O velho continuou a não dizer nada. Estavam demasiado orgulhosos para se preocupar com Smiley ao saírem. 

 

 

E os botões de punho? – perguntará o leitor. Onde arranjara Smiley os botões de punho? Tive a resposta, não através dos amarelecidos registos da Sala 909, mas sim da boca da própria Ann Smiley, absolutamente por acaso, uma noite num esplêndido castelo da Cornualha próximo de Saltash, para o qual acidentalmente fôramos ambos convidados. Ann estava sozinha e disciplinada. Mary tinha um torneio de golfe. Fora muito depois do problema com Bill Haydon, mas Smiley ainda não suportava tê-la perto de si. Terminado o jantar, os convidados dispersaram-se em grupos, mas Ann manteve-se junto de mim, creio que à guisa de alternativa por não poder estar junto de George. Perguntei-lhe, meio intuitivamente, se alguma vez tinha dado um par de botões de punho a George. Quando se encontrava só, Ann era mais bela que nunca. 

– Ah, os tais – disse, como se mal se lembrasse. – Refere-se aos que ele deu ao velho. 

Ann tinha-os dado a George no primeiro aniversário de casamento, disse. Depois da sua escapadela com Bill, ele decidira que podia dar-lhes melhor destino. 

* 

Mas porquê, exatamente, decidira George tal coisa? – perguntava eu a mim mesmo. 

A princípio pareceu-me perfeitamente claro. Era o lado terno de Smiley. O velho combatente da Guerra Fria revelava o seu coração condoído. 

Como muitas coisas em George... talvez. 

Ou porventura um ato de vingança contra Ann?
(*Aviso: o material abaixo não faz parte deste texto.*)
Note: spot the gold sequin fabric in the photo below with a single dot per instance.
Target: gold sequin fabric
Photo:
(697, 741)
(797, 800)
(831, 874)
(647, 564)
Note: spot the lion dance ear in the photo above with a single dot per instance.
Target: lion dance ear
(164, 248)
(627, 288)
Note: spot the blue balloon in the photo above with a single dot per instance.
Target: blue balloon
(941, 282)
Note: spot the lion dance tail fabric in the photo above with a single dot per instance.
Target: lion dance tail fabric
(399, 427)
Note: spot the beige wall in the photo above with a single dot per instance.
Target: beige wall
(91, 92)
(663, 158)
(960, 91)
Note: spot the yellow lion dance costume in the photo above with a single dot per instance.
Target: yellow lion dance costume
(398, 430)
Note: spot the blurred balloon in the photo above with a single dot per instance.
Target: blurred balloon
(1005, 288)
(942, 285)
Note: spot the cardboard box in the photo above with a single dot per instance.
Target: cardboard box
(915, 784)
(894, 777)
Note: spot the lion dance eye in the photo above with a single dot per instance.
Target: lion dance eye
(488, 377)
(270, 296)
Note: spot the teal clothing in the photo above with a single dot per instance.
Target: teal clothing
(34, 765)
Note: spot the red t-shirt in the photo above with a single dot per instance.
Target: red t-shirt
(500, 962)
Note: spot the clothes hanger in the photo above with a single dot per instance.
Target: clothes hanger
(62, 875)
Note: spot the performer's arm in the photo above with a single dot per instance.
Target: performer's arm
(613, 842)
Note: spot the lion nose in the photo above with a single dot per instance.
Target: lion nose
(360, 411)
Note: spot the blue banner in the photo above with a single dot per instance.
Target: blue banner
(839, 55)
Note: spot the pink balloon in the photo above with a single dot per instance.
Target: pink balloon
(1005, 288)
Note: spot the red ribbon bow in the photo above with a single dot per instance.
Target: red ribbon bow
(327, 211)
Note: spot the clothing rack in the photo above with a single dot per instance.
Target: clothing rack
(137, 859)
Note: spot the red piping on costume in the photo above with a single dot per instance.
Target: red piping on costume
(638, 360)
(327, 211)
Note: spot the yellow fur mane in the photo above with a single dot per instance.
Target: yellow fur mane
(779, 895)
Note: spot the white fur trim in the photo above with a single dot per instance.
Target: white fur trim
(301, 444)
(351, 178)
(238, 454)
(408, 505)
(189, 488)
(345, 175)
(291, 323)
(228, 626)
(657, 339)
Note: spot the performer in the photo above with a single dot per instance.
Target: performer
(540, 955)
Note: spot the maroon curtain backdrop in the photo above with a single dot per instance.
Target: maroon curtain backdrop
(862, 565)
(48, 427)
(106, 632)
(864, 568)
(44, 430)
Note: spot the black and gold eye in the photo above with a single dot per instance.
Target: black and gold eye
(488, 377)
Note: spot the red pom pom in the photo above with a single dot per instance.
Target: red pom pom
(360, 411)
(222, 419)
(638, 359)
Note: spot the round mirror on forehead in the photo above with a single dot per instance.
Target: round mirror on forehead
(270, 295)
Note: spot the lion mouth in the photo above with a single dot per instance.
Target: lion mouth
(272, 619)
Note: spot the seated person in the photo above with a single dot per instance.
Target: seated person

Ou contra o seu outro amor desleal, o Circus, numa altura em que o Quinto Andar o punha fora de casa? 

Aos poucos cheguei a uma teoria ligeiramente diferente, que bem posso participar ao leitor, dado que uma coisa é certa: o próprio George nunca nos esclarecerá. 

Ao escutar o velho soldado, Smiley reconheceu um daqueles raros momentos em que o Serviço podia ser de autêntica utilidade a gente autêntica. Uma vez na vida, a mitologia da espionagem seria utilizada, não para disfarçar mais uma história de incompetência ou traição, mas para deixar um velho casal com os seus sonhos. Uma vez na vida, Smiley podia encarar uma operação de informações e dizer com absoluta confiança que resultara.